Introduction to MQTT: Chapter 7 (Keep Alive & Client Takeover)
GARRETT SCHMIDT
Automating the Power Grid of the Future | Wireless & 4G/5G | Industrial Protocols | Master Tinkerer | Ghostbuster
A problem that can be encountered when conducting device-to-device communication is when one entity has transmission issues or crashes while the second device remains active. In the language of the Transmission Control Protocol (TCP) used by MQTT, this is known as a half-open connection. The problem of half-open networks is exacerbated in mobile networks where TCP sessions can appear to be open when, in fact, they are not.
In a half-open connection, the functioning side of the connection continues to send messages and waits for acknowledgment that they have been received. This can go on forever if the device is not notified of the failure at the other end of the connection. This is not an acceptable state of affairs in the type of dynamic networks for which MQTT was designed. For that reason, the Keep Alive feature was incorporated into the protocol.

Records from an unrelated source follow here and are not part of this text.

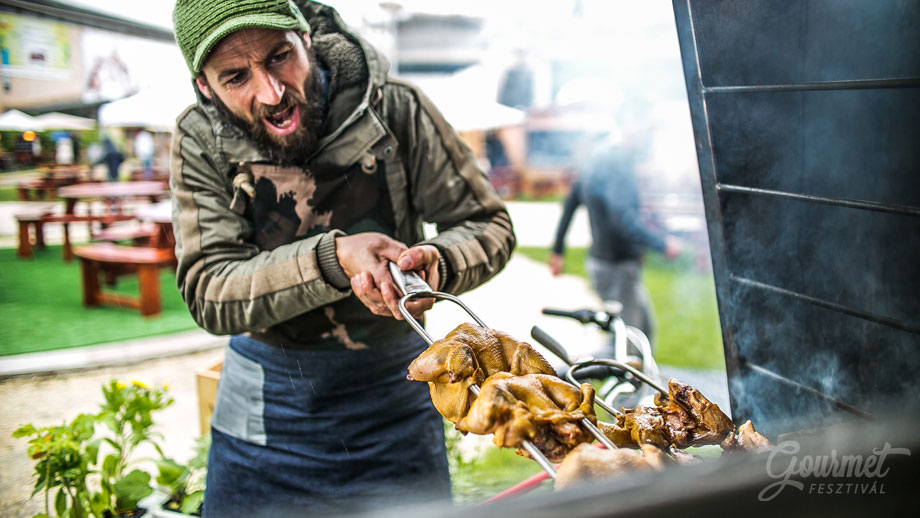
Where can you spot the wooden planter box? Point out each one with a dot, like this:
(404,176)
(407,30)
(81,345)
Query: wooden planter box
(207,377)
(153,504)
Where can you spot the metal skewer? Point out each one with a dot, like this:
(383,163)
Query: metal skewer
(412,286)
(556,348)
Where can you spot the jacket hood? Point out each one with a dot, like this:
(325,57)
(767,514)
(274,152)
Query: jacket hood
(355,70)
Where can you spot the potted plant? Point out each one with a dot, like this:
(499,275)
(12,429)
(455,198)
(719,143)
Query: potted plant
(67,456)
(180,487)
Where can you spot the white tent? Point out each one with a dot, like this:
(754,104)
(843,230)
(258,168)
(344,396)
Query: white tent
(153,109)
(16,120)
(467,99)
(63,121)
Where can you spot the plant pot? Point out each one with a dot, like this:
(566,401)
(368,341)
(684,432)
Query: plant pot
(153,504)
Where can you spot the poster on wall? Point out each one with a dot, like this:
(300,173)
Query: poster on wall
(118,66)
(34,48)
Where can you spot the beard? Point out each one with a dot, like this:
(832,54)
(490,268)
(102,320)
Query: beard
(294,148)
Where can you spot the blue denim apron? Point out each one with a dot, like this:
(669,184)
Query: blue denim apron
(306,433)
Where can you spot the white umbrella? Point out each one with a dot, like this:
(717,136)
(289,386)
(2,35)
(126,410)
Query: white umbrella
(64,121)
(16,120)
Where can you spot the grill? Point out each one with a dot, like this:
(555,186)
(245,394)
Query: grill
(806,117)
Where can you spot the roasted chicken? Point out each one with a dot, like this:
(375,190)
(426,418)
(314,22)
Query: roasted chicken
(466,356)
(540,408)
(587,462)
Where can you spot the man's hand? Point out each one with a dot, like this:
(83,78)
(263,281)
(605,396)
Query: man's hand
(556,263)
(365,258)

What is the Keep Alive Function?
Simply put, MQTT’s keep alive function provides a method to address the issue of half-open connections. It does not alleviate the problem but enables a determination to be made regarding the connection’s state. Proper use of keep alive ensures that the connection between a broker and client is open and that the two entities are aware that they are connected.
Keep alive is defined in MQTT as the maximum time interval that can elapse between the point a client finishes transmitting a control packet and when it starts to send the next packet. The keep alive interval is a numeric value that indicates the number of seconds that a client can be dormant and still considered functioning correctly. Setting the value to zero deactivates keep alive functionality. The maximum keep alive interval that can be specified is 18 hours, 12 minutes, and 15 seconds.

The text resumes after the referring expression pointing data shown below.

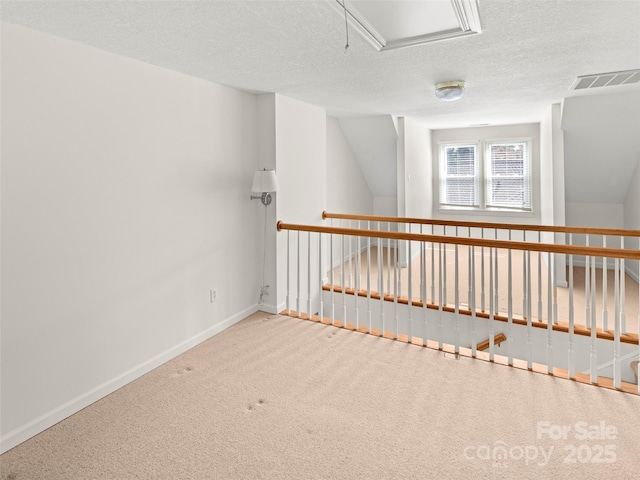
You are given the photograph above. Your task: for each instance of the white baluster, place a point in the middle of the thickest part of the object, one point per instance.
(509, 305)
(623, 274)
(593, 356)
(456, 342)
(491, 305)
(444, 277)
(410, 294)
(529, 319)
(333, 283)
(496, 301)
(369, 313)
(425, 302)
(525, 279)
(587, 288)
(540, 281)
(433, 270)
(320, 279)
(440, 299)
(572, 352)
(288, 274)
(616, 335)
(605, 314)
(472, 298)
(381, 283)
(342, 282)
(298, 279)
(549, 315)
(395, 290)
(389, 260)
(309, 309)
(356, 285)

The broker takes the keep alive interval and multiples it by 1.5 to determine the length of time that can elapse between messages from the given client, so a keep alive interval of 60 seconds will result in a gap of at most 90 seconds between messages emanating from a specific client. It is the client’s responsibility to ensure that the interval is not exceeded. If the client does not have a valid control packet to send, it sends a PINGREQ packet to inform the broker that it is still available and to verify that the broker is as well. The broker replies to the PINGREQ message by sending the client a PINGRESP message.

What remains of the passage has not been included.